I was about to dismiss the series as a straight person’s fantasy of what a lesbian would be, when I remembered that lesbians made this show. I’m sure that it was politically difficult for the creators to deal with network executives, but did they have to play into every scary stereotype out there? Straight people are already afraid that lesbians are going to corrupt their daughters and bring them over to the other side. But I guess it’s okay if they look as beautiful as the women do on "The L Word" cause they really only play lesbians on TV.

The women hang out in the lesbian clique and the local hangout The Planet owned by Marina. Others in the group include the bi-sexual magazine writer Alice (Leisha Hailey) who writes top ten lists and stories on vaginal rejuvenation for LA Magazine. Her most ambitious project that spans several episodes is a six degrees of separation type chart for lesbian relationships. There is the closeted professional tennis player Dana (Erin Daniels) who can’t come out for fear of losing her sponsors. One of the rare good moments comes when Alice tells her that she is going to "pickle in her self loathing homophobia." We also have the resident slut hairdresser Shane (Katherine Moenning), oozing ambiguous sexuality. Moenning said she modeled her character after Warren Beatty’s character in Shampoo. They all seem to hang out at The Planet like the Friends characters hang out at Central Perk. At the beginning of Friends I had the same question I have of these women -- don’t you ever have to go to work?

On the periphery is Pam Grier’s character, Kit, the one woman of color and also the woman who is truly a walking disaster. She’s estranged from her half-sister Bette, and the rest of her family. We first meet her as she is being pulled over for a suspected DUI and gets caught with a suspended license. But what really bothered me is that there were no dykes on the show. There is so much diversity of women in the lesbian community and yet there was no diversity in the type of lesbian on this show.
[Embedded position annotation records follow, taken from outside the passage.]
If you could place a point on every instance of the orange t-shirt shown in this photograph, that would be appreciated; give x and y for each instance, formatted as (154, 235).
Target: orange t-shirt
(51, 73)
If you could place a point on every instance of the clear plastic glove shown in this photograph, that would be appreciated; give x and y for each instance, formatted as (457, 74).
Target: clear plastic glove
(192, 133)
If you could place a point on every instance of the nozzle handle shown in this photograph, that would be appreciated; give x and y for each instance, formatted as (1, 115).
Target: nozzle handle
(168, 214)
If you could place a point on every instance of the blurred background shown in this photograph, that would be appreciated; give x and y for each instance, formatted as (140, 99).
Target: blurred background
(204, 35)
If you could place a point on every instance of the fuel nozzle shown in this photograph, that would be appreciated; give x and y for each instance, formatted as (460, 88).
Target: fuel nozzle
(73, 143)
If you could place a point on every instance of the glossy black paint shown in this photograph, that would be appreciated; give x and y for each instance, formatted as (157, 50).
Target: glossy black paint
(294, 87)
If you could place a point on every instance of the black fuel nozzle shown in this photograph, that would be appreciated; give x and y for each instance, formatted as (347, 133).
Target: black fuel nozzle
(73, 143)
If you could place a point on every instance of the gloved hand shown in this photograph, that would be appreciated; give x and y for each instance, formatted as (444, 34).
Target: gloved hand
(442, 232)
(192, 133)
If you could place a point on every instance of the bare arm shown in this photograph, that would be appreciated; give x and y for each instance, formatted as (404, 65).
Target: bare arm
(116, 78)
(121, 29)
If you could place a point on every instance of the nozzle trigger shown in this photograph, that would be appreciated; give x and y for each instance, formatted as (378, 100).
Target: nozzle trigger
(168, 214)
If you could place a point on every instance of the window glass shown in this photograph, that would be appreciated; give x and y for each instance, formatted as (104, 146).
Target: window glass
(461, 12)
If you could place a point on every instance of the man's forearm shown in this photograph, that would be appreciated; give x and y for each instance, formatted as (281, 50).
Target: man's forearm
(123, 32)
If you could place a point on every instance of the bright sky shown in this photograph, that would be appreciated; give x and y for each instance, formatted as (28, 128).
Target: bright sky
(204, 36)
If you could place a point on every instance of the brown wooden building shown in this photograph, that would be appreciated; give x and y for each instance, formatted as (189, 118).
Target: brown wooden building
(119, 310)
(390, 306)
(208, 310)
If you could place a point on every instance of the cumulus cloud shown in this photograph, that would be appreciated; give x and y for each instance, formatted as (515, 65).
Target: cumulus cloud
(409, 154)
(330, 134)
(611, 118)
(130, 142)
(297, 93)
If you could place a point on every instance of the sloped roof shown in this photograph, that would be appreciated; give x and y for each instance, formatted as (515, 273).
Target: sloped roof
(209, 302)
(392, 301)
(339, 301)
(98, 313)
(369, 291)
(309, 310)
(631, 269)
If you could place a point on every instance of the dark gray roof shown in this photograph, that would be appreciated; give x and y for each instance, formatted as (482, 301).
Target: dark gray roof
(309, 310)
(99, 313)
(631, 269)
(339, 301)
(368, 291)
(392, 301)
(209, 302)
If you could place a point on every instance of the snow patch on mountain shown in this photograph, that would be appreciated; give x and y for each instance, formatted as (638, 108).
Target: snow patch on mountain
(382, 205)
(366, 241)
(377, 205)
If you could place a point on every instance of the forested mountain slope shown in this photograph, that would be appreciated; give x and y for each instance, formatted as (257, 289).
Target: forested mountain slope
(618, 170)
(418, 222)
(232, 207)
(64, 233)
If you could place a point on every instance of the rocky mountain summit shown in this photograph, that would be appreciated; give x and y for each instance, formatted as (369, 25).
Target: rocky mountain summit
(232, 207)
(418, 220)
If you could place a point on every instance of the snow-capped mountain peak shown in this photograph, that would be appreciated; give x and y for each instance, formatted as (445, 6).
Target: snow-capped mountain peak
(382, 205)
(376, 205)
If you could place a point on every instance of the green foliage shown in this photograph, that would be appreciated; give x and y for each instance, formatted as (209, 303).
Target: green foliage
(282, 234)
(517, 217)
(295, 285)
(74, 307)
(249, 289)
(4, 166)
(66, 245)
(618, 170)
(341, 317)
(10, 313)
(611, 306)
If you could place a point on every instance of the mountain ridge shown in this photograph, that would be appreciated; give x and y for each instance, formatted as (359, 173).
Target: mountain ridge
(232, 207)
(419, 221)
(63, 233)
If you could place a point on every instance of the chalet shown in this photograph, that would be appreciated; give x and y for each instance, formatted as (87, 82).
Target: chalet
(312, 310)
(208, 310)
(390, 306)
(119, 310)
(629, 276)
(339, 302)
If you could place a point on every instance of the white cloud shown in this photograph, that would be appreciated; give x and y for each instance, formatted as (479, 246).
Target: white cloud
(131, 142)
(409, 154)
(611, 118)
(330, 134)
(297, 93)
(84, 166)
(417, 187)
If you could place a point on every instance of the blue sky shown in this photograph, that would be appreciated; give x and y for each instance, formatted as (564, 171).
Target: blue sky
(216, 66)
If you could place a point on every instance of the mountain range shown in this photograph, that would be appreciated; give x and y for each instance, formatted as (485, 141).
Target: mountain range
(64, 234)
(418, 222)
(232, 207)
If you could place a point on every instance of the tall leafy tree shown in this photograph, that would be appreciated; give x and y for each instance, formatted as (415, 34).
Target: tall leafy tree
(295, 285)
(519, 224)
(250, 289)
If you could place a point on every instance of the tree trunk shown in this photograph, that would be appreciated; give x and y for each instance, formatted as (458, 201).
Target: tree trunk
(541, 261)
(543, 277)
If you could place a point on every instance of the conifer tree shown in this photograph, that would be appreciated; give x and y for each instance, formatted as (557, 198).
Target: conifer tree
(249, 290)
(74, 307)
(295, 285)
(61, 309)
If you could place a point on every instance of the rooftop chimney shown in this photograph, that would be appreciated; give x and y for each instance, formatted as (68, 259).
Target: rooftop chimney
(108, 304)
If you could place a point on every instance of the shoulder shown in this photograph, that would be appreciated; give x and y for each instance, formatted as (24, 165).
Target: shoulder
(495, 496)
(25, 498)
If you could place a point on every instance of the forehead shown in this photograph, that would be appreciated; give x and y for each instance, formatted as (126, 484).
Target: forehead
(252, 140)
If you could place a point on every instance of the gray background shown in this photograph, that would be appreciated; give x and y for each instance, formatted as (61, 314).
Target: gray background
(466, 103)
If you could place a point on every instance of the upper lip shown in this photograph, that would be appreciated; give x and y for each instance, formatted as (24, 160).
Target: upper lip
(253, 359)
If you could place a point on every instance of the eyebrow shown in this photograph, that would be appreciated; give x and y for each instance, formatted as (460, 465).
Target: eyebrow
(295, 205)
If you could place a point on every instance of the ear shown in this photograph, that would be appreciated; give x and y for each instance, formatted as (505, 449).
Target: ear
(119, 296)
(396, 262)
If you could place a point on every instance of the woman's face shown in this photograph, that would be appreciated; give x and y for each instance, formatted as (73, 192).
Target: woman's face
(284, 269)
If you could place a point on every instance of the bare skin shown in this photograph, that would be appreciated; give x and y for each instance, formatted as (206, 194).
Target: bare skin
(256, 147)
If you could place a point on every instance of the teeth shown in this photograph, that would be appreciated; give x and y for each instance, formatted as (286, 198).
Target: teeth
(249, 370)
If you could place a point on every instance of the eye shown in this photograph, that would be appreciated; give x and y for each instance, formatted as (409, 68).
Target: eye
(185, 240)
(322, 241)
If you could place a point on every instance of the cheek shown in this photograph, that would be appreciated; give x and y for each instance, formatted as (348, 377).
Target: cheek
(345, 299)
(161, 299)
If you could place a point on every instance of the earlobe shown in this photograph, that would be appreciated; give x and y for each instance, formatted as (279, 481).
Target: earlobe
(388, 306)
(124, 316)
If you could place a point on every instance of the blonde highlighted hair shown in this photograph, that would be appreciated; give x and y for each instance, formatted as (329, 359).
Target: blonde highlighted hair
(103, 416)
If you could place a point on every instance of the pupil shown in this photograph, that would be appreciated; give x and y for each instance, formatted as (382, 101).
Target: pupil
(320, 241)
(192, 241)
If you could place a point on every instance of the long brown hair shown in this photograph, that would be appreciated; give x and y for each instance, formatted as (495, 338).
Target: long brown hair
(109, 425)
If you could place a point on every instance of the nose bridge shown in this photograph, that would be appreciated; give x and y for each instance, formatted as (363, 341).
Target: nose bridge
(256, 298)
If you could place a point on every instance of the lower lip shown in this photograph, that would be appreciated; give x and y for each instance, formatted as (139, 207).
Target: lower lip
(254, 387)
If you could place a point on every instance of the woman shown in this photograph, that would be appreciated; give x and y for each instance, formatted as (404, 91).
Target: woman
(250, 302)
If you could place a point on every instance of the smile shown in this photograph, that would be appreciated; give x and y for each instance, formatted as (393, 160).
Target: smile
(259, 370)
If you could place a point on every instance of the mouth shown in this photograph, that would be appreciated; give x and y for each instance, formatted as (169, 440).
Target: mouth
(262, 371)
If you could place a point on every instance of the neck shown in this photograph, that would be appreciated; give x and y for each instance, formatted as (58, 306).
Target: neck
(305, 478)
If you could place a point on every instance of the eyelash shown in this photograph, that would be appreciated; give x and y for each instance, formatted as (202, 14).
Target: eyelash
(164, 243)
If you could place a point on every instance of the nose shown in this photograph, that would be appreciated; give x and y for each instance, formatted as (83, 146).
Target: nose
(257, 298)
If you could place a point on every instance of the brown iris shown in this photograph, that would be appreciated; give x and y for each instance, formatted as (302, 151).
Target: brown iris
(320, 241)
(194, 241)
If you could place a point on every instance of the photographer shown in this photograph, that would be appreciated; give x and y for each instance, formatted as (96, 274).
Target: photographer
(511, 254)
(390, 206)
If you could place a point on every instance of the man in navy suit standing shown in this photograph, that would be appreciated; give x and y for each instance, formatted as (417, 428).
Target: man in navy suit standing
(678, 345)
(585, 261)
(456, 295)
I don’t want to give the impression that there are not many redeeming things about The L Word. Just the fact that I can sit and be critical about a show that is wholly focused on lesbian lives is fantastic. The other plus was the sexy girls. Granted most of them are straight, but honestly they did cast some hot chicks and they has some good sex scenes that made me smile and thank the goddess for Showtime. I was one of those people who was excited about "Queer As Folk" but was immediately turned off. It felt like I was watching gay porn. Finally, I love hearing a line like "bush confidence" on television, knowing that it does not refer to George Bush and but to how vaginas can be life changing for some questioning young woman out in the world.
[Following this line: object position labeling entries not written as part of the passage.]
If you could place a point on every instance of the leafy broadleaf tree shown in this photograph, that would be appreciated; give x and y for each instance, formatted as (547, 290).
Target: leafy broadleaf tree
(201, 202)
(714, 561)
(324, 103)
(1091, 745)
I later solicited the opinions of my friends, some straight but mostly gay. Most of the emails were negative especially from the women of color. A bi-racial couple said it was the worst thing they had ever seen. Their response came back in capital letters, almost a scream. But storyline about Bette and Tina having a baby drew the biggest reactions. Some said the whole "lesbians having babies" is so played out, but one person was especially mortified by the way that Bette and Tina conducted their search for a sperm donor. When lesbians and gay men decide to have babies it is a very long and difficult decision that takes a lot of planning. When Bette and Tina brought home a straight guy to steal his sperm not only was it repulsive it was completely unsafe -- ever heard of HIV?

I really wanted to like this show. All I can do is continue to watch, and hope that the show gets some courage, because no matter how you cut it, the show is revolutionary -- a show about gay women.